The idea is to have an observation-level model that estimates the mean (\gamma) for each species \times treatment \times site combination, coupled with a site-level model that predicts \gamma according to the environmental variable (x) measured at each site. I’m not sure if this model can be specified with brms, but I tried implementing it with cmdstanr and it seems to sample quite well (although ESS for \sigma was a little low). Thus, my second question is: Do either of these models make more or less sense, and why might they be so different in their sampling performance? Both models are similar in their mean/median predictions, but differ somewhat in the uncertainty around those predictions. My (perhaps naive) intuition for this sort of data was to go with something like the first model, but I am interested in hearing what others think about the second model in comparison.
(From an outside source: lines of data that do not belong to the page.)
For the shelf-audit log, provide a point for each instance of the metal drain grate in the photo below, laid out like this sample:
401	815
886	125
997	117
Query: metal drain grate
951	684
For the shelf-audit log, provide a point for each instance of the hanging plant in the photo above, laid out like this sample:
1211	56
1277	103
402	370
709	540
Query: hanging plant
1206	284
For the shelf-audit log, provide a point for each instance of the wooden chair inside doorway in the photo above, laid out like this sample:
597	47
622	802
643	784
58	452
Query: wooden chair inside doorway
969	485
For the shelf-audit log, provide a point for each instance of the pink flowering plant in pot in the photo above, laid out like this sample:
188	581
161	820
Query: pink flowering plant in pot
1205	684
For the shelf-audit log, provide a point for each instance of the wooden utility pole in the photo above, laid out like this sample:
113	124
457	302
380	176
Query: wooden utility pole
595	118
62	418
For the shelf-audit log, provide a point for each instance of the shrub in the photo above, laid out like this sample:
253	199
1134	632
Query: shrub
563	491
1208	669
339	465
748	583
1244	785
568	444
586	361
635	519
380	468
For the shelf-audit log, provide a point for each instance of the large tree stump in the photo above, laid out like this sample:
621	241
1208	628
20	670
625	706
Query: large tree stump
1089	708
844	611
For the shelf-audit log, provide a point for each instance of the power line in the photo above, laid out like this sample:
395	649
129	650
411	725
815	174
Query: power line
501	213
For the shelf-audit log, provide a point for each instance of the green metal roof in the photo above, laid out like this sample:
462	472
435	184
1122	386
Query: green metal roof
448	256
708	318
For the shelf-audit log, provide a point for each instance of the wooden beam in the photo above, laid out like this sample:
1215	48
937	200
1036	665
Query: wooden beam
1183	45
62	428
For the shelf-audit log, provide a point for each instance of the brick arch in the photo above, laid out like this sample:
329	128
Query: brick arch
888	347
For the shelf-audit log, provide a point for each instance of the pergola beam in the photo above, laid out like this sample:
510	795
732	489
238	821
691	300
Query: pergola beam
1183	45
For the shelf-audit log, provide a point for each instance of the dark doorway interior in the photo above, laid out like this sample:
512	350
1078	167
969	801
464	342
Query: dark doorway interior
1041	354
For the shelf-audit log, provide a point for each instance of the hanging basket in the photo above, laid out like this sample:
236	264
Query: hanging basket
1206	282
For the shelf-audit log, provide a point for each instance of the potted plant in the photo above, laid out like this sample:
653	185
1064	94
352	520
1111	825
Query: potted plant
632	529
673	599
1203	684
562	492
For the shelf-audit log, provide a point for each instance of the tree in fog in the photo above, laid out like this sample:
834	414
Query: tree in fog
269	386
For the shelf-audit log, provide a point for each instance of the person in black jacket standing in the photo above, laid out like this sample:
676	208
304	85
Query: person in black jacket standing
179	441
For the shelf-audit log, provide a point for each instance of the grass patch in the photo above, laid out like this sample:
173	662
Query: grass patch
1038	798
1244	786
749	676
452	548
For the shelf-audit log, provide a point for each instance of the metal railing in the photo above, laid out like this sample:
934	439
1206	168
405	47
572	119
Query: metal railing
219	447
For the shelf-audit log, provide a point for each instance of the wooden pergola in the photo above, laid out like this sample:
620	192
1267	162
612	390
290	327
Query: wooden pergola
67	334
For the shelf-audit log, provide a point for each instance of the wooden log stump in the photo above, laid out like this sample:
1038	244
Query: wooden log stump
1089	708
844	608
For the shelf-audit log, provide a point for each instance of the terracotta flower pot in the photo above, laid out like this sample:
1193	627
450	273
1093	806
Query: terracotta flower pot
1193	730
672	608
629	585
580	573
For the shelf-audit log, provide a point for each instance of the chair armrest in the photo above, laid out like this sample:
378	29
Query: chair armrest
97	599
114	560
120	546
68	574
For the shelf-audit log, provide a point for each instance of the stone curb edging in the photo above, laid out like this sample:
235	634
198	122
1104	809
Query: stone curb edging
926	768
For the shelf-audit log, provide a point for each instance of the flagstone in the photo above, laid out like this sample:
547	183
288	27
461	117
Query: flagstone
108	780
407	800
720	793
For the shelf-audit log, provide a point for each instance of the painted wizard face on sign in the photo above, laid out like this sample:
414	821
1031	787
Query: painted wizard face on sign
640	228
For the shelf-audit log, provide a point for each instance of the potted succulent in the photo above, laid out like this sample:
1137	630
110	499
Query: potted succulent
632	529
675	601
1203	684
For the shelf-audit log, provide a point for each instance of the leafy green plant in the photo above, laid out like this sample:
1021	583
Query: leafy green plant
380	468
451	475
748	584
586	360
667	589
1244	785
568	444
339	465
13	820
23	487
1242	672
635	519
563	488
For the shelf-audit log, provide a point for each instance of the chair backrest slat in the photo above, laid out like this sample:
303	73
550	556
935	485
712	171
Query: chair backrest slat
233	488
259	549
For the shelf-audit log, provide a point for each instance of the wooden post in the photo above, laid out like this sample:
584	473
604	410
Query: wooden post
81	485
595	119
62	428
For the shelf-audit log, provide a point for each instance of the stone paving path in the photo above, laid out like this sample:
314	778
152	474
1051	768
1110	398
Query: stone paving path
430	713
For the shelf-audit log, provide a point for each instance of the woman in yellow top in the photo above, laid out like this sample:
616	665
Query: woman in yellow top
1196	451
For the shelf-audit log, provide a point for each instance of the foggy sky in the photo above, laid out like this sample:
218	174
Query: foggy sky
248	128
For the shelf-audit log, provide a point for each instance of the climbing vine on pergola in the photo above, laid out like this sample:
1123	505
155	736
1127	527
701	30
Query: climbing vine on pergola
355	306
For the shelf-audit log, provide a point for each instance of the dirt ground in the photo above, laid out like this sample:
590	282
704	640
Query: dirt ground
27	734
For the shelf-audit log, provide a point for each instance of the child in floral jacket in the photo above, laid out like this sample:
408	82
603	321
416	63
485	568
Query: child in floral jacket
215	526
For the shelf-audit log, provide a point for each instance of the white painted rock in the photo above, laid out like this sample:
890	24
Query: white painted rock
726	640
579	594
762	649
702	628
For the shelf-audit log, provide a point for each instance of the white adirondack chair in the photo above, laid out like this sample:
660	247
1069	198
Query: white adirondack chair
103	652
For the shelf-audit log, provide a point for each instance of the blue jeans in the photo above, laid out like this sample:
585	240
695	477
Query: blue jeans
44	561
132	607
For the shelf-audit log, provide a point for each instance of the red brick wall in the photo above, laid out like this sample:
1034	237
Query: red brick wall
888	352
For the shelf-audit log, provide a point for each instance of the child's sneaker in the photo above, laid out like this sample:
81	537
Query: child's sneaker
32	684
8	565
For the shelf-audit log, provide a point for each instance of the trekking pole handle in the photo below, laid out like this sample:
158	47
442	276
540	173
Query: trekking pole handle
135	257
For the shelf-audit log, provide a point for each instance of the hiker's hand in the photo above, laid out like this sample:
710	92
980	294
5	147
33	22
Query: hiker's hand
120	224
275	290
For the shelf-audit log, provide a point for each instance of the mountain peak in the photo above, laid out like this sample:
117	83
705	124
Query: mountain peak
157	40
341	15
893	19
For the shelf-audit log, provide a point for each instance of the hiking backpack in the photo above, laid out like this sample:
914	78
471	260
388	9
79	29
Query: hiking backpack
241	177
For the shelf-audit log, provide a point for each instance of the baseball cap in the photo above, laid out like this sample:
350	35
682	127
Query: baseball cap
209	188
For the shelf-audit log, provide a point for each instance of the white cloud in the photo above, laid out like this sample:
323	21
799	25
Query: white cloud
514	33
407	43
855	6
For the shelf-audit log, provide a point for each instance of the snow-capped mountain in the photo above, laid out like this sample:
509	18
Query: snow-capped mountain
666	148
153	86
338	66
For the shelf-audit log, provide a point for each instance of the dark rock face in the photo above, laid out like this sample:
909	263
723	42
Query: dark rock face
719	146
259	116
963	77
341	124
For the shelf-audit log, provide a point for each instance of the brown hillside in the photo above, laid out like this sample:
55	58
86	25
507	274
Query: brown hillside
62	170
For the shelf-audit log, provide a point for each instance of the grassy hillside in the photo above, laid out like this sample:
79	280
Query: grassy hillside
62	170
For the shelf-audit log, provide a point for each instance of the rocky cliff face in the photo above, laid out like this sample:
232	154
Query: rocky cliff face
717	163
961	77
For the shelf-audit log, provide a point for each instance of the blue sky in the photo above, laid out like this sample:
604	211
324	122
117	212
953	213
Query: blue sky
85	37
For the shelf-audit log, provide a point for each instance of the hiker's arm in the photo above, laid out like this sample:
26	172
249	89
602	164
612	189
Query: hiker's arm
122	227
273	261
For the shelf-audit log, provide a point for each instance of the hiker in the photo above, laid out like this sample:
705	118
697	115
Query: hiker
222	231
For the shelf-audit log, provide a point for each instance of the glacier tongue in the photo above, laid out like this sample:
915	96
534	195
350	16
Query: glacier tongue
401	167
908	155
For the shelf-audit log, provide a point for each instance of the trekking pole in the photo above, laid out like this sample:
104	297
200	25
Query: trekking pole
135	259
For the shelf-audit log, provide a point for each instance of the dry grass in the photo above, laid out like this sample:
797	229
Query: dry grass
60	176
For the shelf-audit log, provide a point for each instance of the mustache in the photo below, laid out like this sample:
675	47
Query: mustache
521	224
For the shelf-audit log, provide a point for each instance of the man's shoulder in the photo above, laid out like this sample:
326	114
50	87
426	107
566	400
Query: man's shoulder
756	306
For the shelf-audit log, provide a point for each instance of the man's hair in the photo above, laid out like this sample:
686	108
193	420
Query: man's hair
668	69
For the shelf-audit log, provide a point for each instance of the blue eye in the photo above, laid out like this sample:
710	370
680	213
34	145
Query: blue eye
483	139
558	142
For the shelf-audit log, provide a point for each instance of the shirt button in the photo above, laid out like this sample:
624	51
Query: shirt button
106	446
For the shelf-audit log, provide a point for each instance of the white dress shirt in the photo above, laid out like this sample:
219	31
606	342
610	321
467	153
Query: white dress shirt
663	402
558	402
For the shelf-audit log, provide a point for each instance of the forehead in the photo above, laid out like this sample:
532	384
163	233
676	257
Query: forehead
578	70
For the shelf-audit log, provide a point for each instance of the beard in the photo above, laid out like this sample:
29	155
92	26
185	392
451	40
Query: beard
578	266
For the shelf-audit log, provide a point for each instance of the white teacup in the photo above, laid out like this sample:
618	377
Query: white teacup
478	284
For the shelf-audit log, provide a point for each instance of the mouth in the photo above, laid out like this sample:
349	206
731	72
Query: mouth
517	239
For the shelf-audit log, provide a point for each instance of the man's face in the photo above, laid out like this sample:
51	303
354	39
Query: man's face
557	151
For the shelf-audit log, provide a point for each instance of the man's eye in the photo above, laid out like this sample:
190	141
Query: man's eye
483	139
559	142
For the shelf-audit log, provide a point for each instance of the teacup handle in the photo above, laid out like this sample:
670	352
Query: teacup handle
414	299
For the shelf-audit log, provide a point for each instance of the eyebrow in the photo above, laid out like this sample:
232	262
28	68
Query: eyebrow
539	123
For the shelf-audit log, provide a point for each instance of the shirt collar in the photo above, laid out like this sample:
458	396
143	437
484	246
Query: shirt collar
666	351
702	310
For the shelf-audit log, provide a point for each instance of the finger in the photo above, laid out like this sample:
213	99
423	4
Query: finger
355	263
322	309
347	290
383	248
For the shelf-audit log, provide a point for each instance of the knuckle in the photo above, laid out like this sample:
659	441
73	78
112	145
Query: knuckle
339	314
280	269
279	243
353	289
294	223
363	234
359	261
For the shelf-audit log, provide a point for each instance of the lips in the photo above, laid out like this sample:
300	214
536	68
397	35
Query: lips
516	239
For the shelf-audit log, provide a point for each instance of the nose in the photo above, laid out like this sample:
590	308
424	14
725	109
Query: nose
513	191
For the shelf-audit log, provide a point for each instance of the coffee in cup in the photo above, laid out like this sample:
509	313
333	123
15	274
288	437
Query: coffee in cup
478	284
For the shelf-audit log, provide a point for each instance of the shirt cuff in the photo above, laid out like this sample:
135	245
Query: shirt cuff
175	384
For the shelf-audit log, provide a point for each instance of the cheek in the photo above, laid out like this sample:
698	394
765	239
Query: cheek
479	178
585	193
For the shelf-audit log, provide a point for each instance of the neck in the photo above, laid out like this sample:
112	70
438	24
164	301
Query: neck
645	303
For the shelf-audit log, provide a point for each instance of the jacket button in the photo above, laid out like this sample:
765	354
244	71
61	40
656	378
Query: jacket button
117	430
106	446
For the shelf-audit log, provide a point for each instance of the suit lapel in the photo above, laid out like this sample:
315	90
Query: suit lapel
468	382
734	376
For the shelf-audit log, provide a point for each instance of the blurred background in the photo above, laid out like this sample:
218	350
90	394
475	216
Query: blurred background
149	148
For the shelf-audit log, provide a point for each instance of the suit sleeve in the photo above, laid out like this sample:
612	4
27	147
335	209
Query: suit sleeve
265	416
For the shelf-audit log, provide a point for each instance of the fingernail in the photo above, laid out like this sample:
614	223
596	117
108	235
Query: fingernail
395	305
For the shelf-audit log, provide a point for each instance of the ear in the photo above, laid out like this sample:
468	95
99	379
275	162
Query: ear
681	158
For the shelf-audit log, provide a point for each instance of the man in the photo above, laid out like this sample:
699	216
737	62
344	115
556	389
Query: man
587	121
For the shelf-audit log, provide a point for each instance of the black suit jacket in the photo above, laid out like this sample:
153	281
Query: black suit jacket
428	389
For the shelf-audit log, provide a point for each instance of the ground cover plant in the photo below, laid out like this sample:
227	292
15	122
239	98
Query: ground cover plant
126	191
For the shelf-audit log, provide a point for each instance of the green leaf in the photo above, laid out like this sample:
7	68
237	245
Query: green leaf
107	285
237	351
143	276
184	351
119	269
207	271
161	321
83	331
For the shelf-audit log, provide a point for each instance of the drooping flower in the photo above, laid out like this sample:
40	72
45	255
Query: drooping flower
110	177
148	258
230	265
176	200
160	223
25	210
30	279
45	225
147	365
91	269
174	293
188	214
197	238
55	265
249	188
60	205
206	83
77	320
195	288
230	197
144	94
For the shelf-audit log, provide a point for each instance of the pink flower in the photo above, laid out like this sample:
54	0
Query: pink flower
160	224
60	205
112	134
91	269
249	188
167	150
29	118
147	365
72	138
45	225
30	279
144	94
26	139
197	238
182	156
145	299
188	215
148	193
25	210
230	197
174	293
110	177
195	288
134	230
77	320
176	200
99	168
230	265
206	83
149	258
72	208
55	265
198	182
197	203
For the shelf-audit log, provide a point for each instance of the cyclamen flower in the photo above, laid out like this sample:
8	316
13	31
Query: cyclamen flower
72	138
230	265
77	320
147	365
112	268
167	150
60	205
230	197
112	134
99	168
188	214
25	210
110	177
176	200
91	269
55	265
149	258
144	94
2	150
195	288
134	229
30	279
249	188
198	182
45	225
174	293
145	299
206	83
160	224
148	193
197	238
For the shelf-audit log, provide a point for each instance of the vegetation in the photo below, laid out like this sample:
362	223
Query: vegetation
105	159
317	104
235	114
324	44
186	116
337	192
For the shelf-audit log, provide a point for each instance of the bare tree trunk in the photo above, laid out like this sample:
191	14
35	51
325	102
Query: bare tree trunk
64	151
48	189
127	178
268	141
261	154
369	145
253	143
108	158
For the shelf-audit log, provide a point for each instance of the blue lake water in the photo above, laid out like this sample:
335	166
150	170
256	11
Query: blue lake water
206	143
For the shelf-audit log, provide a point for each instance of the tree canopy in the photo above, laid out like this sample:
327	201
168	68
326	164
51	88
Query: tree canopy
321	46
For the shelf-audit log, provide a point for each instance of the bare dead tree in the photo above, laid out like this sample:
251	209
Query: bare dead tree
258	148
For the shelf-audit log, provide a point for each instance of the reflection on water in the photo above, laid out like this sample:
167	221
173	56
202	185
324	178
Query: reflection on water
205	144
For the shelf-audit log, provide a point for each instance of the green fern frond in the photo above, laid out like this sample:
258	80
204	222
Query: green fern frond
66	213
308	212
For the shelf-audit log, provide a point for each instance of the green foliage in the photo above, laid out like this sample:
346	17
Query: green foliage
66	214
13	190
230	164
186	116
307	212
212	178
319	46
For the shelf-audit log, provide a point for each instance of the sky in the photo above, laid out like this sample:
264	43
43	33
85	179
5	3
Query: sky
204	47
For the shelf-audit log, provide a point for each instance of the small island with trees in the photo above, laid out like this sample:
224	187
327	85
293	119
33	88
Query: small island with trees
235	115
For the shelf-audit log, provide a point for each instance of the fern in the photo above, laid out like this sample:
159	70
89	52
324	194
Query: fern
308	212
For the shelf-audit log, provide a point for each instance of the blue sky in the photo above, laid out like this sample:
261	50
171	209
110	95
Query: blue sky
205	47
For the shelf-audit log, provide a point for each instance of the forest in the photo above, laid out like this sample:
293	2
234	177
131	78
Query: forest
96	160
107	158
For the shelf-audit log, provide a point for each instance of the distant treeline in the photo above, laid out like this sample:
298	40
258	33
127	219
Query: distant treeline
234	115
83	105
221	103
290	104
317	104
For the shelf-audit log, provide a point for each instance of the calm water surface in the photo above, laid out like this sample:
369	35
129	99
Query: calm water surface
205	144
Thank you!

To supplement the above post, here is Stan code for the second, multilevel model:

data {
  // observation-level data
  int<lower=1> n; // number of observations
  int<lower=1> n_sp; // number of species
  int<lower=1> n_trt; // number of treatments
  int<lower=1> n_site; // number of sites
  array[n] int sp; // species ID
  array[n] int trt; // treatment ID
  array[n] int site; // site ID
  array[n] int t; // number of trials
  array[n] int y; // outcome
  // site-level data
  vector[n_site] x; // environmental variable
}

parameters {
  array[n_sp, n_trt] real site_intercept;
  array[n_sp, n_trt] real site_b_x;
  real<lower=0> site_sd_intercept;
  array[n_sp, n_trt, n_site] real z_intercept;
}

transformed parameters {
  // site-level model
  array[n_sp, n_trt, n_site] real obs_intercept;
  for (i in 1:n_sp) {
    for (j in 1:n_trt) {
      for (k in 1:n_site) {
        real mu = site_intercept[i, j] + site_b_x[i, j] * x[k];
        obs_intercept[i, j, k] = mu + z_intercept[i, j, k] * site_sd_intercept;
      }
    }
  }
}

model {
  // site-level model
  to_array_1d(site_intercept) ~ normal(0, 2);
  to_array_1d(site_b_x) ~ normal(0, 2);
  to_array_1d(z_intercept) ~ normal(0, 1);
  site_sd_intercept ~ exponential(1);
  // observation-level model
  vector[n] theta;
  for (i in 1:n) {
    theta[i] = inv_logit(obs_intercept[sp[i], trt[i], site[i]]);
  }
  y ~ binomial(t, theta);
}

generated quantities {
  vector[n] log_lik;
  array[n] int yrep;
  {
    vector[n] theta;
    for (i in 1:n) {
      theta[i] = inv_logit(obs_intercept[sp[i], trt[i], site[i]]);
      log_lik[i] = binomial_lpmf(y[i] | t[i], theta[i]);
    }
    yrep = binomial_rng(t, theta);
  }
}

In addition to the questions in the above post, I’m also unsure whether I’m calculating log_lik (for use with loo) and yrep (for posterior predictive checks) correctly. As I’ve managed to set things up here, the site-level model does not seem to play a direct role in generating these quantities. Perhaps I could draw obs_intercept from the site-level model’s normal distribution for computing yrep, but I’m unsure how to think about this for computing log_lik for use with loo.